Researchers found that group prenatal care patients had a 37 percent lower risk of having a preterm birth and a 38 percent lower risk of having a low birth weight baby than women receiving traditional one-on-one care. Better attendance at the group visits also lead to more pronounced benefits.

“The health benefits of group prenatal care are enormous…”

Women with five or more group prenatal care visits had a 68 percent lower risk of having a preterm birth and a 66 percent lower risk of having a low birth weight baby than their peers receiving traditional care.

These findings come from the largest study comparing group prenatal care to traditional one-on-one care, to date.

“The health benefits of group prenatal care are enormous,” says coauthor Jessica Lewis, deputy director of pregnancy research at Yale University’s School of Public Health. “Preterm birth and low birth weight are the second leading causes of infant mortality in the US, and cost more than $38 billion dollars per year.”

Group prenatal care typically brings together 8 to 12 women for 2-hour long sessions on the same schedule as traditional prenatal care. Each patient gets a brief one-on-one check-up and then most of the time is spent in a facilitated discussion on the topics of pregnancy and childbirth. Women receive 20 hours of care over the course of a pregnancy, compared to 2 hours in traditional care.

Prenatal care providers, who offer education and support while working to increase patient engagement lead the groups. Expect With Me includes a social media platform, where women can continue to access resources, track their health metrics, and connect with other moms and providers between visits.

Previous studies of group prenatal care have primarily focused on young, low-income, minority women.
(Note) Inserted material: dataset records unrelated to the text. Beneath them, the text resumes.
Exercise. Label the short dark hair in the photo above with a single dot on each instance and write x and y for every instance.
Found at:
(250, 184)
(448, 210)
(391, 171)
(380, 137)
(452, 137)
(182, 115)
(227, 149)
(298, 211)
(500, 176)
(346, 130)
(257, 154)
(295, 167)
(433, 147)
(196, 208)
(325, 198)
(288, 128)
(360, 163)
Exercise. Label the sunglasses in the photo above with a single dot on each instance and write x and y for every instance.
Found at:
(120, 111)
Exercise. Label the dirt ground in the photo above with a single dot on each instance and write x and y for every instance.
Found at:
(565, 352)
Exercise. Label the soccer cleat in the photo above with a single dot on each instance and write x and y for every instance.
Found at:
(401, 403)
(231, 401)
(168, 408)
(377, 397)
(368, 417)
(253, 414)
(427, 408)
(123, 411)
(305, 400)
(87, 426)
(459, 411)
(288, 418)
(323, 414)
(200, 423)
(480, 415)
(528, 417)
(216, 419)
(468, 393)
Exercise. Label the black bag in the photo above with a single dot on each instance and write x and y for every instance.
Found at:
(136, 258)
The study provides evidence that group prenatal care sharply reduces adverse birth outcomes for a diversity of women, says lead author Shayna Cunningham, a research scientist. “We need to expand access to group prenatal care for all women to improve outcomes and eliminate health disparities.”

“Future analyses will aim to understand the mechanisms by which group prenatal care results in better outcomes,” Cunningham says.

The findings are published in the Journal of Women’s Health.

Additional coauthors are from the Yale School of Public Health and Vanderbilt University Medical Center. The United Health Foundation funded the study.